Handicap z Polic, kibice z Wrocławia

W spotkaniach finałowych Chemik wypracował sobie znakomitą sytuację. Podopieczne Giuseppe Cuccarniego wykorzystały atut własnego boiska i w rywalizacji do trzech zwycięstw prowadzą już 2:0. Teraz pojedynek przenosi się do Wrocławia i jeszcze większym atutem gospodyń mają być ich hala, kibice, głośny doping.
Obiekt w Policach ma pojemność zaledwie 1200 miejsc. W trakcie meczów finałowych oczywiście wszystkie bilety zostały sprzedane i na trybunach był komplet. Choć doping był gorący, to ze względu na ograniczenia techniczne nie tak imponujący, jak może być we Wrocławiu. Hala "Orbita" jest w stanie pomieścić 3000 fanów, czyli prawie trzy razy więcej, niż ta w Policach. Kibice Impelu, na łamach portali społecznościowych ogłaszają, że są gotowi, zwarci i będą głośno wspomagać swój zespół. Trudno przewidzieć, czy hala wypełni się do ostatniego miejsca, jednak kibiców będzie na pewno więcej, niż w pierwszych dwóch meczach finału.

Zatroszczy się o to Aleksandra Krzos. Libero Chemika wychowywała się we Wrocławiu, stawiała tam pierwsze siatkarskie kroki. Spotkanie wyjazdowe jest dla niej bardzo sentymentalne, a na meczu pojawi się sporo osób z rodziny i kilkoro znajomych.

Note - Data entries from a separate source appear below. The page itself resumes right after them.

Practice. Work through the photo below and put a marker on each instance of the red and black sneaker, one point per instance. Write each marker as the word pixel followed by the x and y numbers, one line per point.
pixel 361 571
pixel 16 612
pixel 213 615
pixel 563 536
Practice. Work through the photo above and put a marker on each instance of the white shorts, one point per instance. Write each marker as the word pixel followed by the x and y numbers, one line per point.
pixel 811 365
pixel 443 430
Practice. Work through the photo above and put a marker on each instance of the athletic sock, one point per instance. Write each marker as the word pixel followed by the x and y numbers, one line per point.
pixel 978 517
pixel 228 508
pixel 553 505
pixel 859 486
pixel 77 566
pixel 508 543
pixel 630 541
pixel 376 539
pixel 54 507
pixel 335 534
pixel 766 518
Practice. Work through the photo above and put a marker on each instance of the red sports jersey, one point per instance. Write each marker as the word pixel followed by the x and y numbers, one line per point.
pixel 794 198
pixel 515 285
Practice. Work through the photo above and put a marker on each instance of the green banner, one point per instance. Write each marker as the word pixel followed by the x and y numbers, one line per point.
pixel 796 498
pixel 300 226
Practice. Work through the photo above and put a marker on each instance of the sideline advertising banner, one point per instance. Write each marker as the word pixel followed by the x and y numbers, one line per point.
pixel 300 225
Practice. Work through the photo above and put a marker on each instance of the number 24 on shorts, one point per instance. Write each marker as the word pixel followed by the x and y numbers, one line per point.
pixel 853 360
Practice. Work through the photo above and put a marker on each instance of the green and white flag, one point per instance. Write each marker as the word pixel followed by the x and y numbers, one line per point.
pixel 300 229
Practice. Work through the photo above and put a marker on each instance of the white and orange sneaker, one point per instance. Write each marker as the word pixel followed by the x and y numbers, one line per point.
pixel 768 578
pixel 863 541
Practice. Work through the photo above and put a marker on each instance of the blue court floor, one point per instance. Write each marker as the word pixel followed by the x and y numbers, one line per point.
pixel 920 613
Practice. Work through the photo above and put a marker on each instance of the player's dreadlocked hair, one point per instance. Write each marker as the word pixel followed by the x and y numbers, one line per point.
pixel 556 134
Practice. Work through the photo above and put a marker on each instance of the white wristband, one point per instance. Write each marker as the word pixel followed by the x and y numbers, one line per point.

- Na pewno będzie mój chłopak, mama, siostra, wujkowie, przyjaciele rodziny. Pojawi się rodzina mojego chłopaka. Przyjdą moi znajomi, z którymi dawno się nie widziałam, bo ja na co dzień jestem tutaj, a oni we Wrocławiu - mówi Krzos.

Patrząc z perspektywy całego sezonu Wrocław zajmuje trzecie miejcie pod względem liczebności kibiców na trybunach. W trakcie wszystkich spotkań rozeszło się 25050 biletów, a średnio każdy mecz obserwowany jest przez 1927 fanów. Dla porównania w Policach sprzedano 16004 wejściówek, a średnio na każdym spotkaniu pojawia się 1066 osób. Co ciekawe, najlepiej w rankingu wypada Łódź. Mecze tamtejszych Budowlanych śledzi średnio 2391 kibiców.

Wyniki Orlen Ligi nie są zbyt imponujące. W Pluslidze mężczyzn frekwencja wygląda znaczenie okazalej, a w najlepszym Rzeszowie spotkania śledzi blisko 4187 fanów.

Indywidualności brak

Choć najlepsze drużyny to kolektyw, wspólna walka o dążenie do celu, to w każdej powinny być indywidualności, które potrafią "pociągnąć" grę w trudnych momentach. Obserwując spotkania finałowe można mieć wrażenie, że w Impelu takowych brakuje. Zespół składa się z solidnych siatkarek i całkiem bogatej ławki rezerwowych, jednak żadna z zawodniczek nie potrafi wziąć na siebie ciężaru w kluczowych momentach. W imponującej formie jest młoda Agnieszka Kąkolewska. W pierwszym spotkaniu finałowym atakowała z 75-procentową skutecznością, a do tego dokładała sporo oczek blokiem. Jednak trudno wymagać, aby środkowa była najważniejszą siatkarką w drużynie, szczególnie przy średnim przyjęciu, jakim dysponuje Impel.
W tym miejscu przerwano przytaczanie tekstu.